Es geht sogar noch ein bisschen schneller: Noch bevor das letzte WM-Spiel angepfiffen wird, steht der Verein wieder im Mittelpunkt. Am Donnerstag lud Schalke in die vereinseigene Arena zur Jahreshauptversammlung. Und hier ist die WM nicht zu Gast in Gelsenkirchen, sondern ein Mieter des Multifunktionsstadions, für das der Traditionsclub 190 Millionen an Verbindlichkeiten aufgenommen hat. In der ganzen Welt, ruft Clemens Tönnies, der Aufsichtsratsvorsitzende, den 2000 Schalke-Mitgliedern zu, sei berichtet worden, die „Veltins-Arena-auf-Schalke“ sei das schönste Stadion der Welt. Dann ehrt er die Jubilare, verabschiedet sich von 121 gestorbenen Vereinsmitgliedern und dankt dem geschassten Manager Rud Assauer.
Was also bleibt einer Fifa-WM-Stadt nach der WM? „Die Infrastruktur“, sagt Frank Baranowski.

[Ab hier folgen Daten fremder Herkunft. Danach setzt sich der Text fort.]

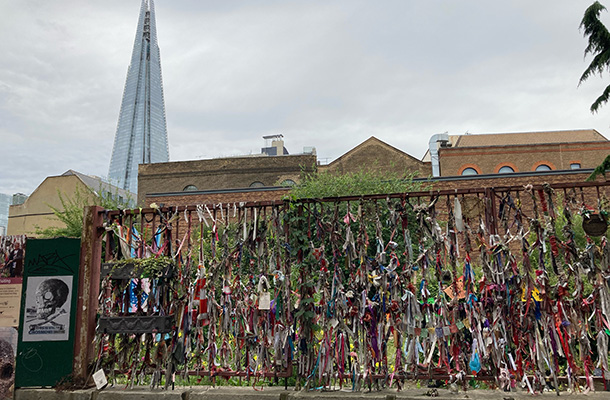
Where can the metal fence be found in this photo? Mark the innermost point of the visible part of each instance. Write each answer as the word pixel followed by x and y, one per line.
pixel 504 284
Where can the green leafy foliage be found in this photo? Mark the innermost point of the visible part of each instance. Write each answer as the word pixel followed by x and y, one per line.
pixel 364 182
pixel 598 47
pixel 70 214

Die Autobahnanbindung, der modernisierte Hauptbahnhof. „Egal, wie die WM ausgeht“, meint der Oberbürgermeister von Gelsenkirchen, „das kann uns keiner mehr nehmen.“ Doch auch den sanierten Bahnhof muss sich der SPD-Mann Baranowski zurzeit teilen – mit einem Schimpansen. Der klebt zwischen Gleisen und Innenhof alle paar Meter als Plakat auf dem Boden. Der Affe trägt ein Polohemd, darüber steht „Trigema sichert Arbeitsplätze in Deutschland“. Der süddeutsche Bekleidungshersteller hat die „Bahnhofsdominanz in Gelsenkirchen“ über die Deutsche Eisenbahnreklame gebucht. Die Ruhrpottstadt sei viel günstiger gewesen als etwa Stuttgart, weiß die Firmensprecherin. Und zu Gelsenkirchen gebe es ja auch eine besondere Beziehung: Im August 1979 sei die Firma der erste Trikotsponsor von Schalke 04 gewesen.